The one-sentence summary

Mathematical ideas underpin everything in our lives, from the geometry of a 50p piece to how probability can help you win in a casino.

WHAT THE BOOK SAYS ALEX'S ADVENTURES

  • This is not strictly a business book. It contains dispatches from the wonderful world of mathematics.
  • Mathematical ideas underpin just about everything in our lives: from the surprising geometry of a 50p piece to how probability can help you win in a casino.
  • Dyscalculia is the condition of number blindness, in which sufferers don’t ‘get’ numbers as fast as most of us (dyscalculics wouldn’t enjoy this book).
  • By contrast, lightning calculators are people who can compute highly complex calculations at high speed without using a machine.
  • People have been arguing about number systems for years – some prefer ten as a base, others twelve, and so on. (Grocers are so named because of their preference for counting in twelves, which is divisible by 2, 3, 4, and 6, and a gross is 144 – a dozen dozen).
  • Tessellation is the technical term for covering an area so that no part is left uncovered – something that only regular polygons can do (there may be an example on your bathroom floor).
  • In India, Slumdog Millionaire was released as Slumdog Crorepati, because they do not have the word million. Our 100,000 is their lakh, and is written with the comma in a different place: 1,00,000. Ten lakh is a million, and ten million is a crore.
  • The phrase ‘lowest common denominator’ is often used to describe something basic or unsophisticated, but this misrepresents the maths since an LCD can be as high as 468. The highest common factor is better.
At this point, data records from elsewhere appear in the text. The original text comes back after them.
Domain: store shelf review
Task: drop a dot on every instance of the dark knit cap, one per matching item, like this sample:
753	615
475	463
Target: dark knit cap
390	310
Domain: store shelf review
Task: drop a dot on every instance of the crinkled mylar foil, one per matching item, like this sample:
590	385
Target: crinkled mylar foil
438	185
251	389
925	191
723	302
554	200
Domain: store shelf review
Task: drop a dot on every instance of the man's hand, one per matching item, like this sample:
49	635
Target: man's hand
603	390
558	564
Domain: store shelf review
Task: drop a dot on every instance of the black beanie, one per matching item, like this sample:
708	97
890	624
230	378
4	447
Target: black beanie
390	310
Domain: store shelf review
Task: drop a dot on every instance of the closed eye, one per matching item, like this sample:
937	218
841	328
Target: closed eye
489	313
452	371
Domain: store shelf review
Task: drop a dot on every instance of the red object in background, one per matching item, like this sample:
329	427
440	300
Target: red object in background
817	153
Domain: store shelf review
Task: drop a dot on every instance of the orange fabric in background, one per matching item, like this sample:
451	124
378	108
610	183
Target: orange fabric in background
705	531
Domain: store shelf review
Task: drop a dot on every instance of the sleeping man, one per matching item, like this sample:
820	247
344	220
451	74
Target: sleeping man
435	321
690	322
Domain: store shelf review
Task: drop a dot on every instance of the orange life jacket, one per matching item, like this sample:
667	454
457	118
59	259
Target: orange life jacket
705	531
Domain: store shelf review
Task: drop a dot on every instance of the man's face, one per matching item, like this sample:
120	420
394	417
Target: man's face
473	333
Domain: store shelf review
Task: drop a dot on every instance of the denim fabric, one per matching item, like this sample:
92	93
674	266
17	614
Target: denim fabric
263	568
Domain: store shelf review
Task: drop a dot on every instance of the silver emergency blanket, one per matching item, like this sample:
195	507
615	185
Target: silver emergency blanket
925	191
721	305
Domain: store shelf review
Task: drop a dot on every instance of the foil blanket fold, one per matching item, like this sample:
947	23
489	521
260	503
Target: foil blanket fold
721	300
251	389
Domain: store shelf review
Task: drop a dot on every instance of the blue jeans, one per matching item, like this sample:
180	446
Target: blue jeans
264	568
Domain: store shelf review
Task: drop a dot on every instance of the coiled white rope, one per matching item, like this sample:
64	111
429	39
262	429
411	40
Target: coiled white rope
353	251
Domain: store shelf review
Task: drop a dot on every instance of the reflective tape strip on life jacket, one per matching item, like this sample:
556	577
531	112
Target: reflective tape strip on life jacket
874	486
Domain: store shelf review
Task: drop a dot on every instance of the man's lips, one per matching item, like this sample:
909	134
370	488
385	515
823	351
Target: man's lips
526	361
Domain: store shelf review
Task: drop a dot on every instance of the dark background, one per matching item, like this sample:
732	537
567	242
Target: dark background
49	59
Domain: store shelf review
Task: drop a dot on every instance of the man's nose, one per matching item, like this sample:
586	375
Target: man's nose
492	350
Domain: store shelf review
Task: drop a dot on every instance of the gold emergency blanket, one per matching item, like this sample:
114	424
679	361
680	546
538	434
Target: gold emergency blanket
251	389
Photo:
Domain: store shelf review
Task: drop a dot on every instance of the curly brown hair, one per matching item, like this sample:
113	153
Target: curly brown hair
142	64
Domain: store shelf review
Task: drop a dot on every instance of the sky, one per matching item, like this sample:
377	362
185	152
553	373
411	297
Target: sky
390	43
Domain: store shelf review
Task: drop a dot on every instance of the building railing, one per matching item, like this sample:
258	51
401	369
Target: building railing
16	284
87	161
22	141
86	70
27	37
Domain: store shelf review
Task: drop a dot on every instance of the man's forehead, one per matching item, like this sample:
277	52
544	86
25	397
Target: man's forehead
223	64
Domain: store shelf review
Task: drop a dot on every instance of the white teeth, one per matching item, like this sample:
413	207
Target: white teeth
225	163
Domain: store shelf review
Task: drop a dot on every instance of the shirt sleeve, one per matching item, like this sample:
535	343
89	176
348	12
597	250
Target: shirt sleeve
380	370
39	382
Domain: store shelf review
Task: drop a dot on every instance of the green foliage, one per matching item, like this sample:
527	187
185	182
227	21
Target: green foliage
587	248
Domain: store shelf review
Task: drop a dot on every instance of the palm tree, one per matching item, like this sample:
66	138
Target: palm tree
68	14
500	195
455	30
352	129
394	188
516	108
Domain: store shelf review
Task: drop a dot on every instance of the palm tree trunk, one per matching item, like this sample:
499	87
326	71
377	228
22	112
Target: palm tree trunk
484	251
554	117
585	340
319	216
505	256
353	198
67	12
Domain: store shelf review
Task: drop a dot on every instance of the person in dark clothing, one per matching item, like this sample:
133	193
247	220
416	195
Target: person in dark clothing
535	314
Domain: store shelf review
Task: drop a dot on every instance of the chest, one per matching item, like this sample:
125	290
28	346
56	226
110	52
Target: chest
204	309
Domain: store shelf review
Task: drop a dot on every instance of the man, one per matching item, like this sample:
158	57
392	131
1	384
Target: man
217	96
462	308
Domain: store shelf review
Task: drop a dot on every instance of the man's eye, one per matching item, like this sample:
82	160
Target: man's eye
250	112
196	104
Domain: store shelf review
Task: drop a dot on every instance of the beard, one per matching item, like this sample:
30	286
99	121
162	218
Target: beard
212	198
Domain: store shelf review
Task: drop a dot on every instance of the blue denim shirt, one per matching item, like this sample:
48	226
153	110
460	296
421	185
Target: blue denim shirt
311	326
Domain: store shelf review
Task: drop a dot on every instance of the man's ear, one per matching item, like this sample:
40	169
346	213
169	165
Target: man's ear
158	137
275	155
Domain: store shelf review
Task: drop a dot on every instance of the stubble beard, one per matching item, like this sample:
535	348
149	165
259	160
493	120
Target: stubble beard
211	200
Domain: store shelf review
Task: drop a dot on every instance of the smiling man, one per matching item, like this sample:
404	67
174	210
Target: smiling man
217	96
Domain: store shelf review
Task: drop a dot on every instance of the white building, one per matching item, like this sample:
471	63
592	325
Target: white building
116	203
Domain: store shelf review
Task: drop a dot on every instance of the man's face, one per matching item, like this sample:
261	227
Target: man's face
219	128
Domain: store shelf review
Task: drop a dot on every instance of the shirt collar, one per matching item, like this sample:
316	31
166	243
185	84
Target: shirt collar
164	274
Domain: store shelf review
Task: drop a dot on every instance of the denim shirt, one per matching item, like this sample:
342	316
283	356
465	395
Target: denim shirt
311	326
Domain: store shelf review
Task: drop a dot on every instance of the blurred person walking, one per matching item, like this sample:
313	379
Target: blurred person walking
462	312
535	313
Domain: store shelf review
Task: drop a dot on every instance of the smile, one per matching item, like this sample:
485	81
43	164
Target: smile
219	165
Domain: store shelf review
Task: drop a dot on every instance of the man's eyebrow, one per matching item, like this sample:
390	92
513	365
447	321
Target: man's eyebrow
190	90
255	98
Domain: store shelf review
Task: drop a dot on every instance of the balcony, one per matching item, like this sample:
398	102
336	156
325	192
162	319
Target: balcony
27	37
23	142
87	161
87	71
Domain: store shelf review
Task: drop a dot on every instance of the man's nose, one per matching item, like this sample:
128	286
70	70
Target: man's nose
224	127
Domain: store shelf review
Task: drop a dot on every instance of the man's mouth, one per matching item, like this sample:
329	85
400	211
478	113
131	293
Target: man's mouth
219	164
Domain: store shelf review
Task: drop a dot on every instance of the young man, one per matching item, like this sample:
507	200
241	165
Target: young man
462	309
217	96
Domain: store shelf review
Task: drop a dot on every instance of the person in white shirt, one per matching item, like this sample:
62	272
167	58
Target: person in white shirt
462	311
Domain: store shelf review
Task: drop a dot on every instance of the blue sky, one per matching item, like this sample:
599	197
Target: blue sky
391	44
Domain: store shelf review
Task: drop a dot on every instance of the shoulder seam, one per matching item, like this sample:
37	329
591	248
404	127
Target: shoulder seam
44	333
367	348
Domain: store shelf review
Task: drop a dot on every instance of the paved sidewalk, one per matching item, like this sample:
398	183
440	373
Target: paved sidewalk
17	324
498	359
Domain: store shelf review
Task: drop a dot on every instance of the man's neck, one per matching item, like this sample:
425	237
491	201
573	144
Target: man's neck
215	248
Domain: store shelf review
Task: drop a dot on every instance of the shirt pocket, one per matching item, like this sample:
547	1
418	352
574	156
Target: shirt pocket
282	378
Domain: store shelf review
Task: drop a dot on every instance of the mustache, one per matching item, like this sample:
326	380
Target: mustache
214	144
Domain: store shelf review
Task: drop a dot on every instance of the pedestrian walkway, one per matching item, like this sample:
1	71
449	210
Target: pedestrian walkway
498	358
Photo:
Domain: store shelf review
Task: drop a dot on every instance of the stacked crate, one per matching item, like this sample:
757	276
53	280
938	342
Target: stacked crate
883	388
The HCF of 13 is 1, and you can’t much lower than that.

WHAT’S GOOD ABOUT IT

  • In 1972 the fist HP calculator killed off the slide rule – it cost £365, about half the salary of a junior engineer.
  • Popular obsessions with numerical teasers continue unabated – sudoku, Rubik’s cube, and the Fifteen puzzle, which has one square missing in a frame and you have to get them in the right order.
  • The Fibonacci sequence is recurrent, with each term generated by the values of the previous terms: 1, 2,3, 5, 8, 13, describes the breeding of pairs of rabbits, and pretty much all cell division in nature.
  • You can’t square a circle – that is to measure the circumference with total accuracy – because the true number is beyond the realm of finite algebra.
  • The 50p and 20p pieces are design classics – curvaceous heptagons.

WHAT YOU HAVE TO WATCH

  • It has some very technical moments that are so complex you just have to move on.